BRASÍLIA (AFP) – Brazil’s annual inflation rate fell for the 10th straight month in April, to 4.18 per cent, the national statistics institute said on Friday, bolstering President Luiz Inacio Lula da Silva’s push for growth spurring interest rate cuts.
The rate, which was within the central bank’s target range for the second straight month, was down from 4.65 per cent the previous month, hitting its lowest level since October 2020 when it stood at 3.92 per cent, according to figures from national statistics institute IBGE.
The monthly inflation rate came in at 0.61 per cent, down from 0.71 per cent in March, IBGE said.
That was higher than the average forecast of 0.55 per cent by 46 specialists polled by business daily Valor.

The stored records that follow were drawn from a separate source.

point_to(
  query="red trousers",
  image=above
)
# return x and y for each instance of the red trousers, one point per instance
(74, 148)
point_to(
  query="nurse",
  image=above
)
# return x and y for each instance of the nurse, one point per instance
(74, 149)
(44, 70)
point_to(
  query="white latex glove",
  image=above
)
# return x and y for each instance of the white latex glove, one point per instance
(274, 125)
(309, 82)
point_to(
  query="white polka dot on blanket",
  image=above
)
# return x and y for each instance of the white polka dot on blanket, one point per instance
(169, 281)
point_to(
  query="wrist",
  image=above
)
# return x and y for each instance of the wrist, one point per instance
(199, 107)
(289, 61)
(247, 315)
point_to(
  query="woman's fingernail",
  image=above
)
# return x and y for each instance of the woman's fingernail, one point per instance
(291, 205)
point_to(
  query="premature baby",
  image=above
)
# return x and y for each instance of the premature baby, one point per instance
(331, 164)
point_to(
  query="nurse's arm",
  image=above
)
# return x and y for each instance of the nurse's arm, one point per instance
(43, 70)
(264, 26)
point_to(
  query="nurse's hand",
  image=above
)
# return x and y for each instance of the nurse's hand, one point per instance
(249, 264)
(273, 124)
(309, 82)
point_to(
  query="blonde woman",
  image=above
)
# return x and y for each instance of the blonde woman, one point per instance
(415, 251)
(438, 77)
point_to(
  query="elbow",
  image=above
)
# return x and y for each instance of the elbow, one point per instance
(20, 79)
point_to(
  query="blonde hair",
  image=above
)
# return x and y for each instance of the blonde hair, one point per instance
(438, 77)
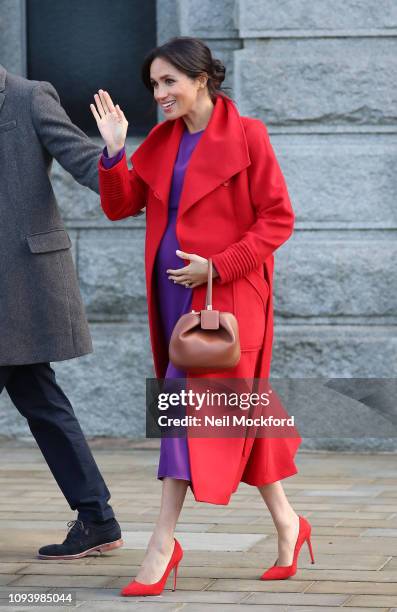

But analysts said the latest figures added to evidence the central bank’s hawkish inflation-fighting campaign was working. “The sharp fall in Brazilian inflation was encouragingly broad based” across the different categories of goods surveyed, notably food prices, said chief emerging markets economist at consulting firm Capital Economics William Jackson.
However, he cautioned that did not mean the central bank would start interest-rate cuts just yet. “We think the central bank will want to see more evidence that core price pressures are easing,” he wrote in a note.
Lula, who took office in January, has called Brazil’s benchmark interest rate “absurd” at 13.75 per cent, saying it is stunting the growth of Latin America’s biggest economy.
The veteran leftist’s administration fears a recession, after Brazil’s sluggish economy contracted 0.2 per cent in the fourth quarter of 2022 the last under ex-president Jair Bolsonaro.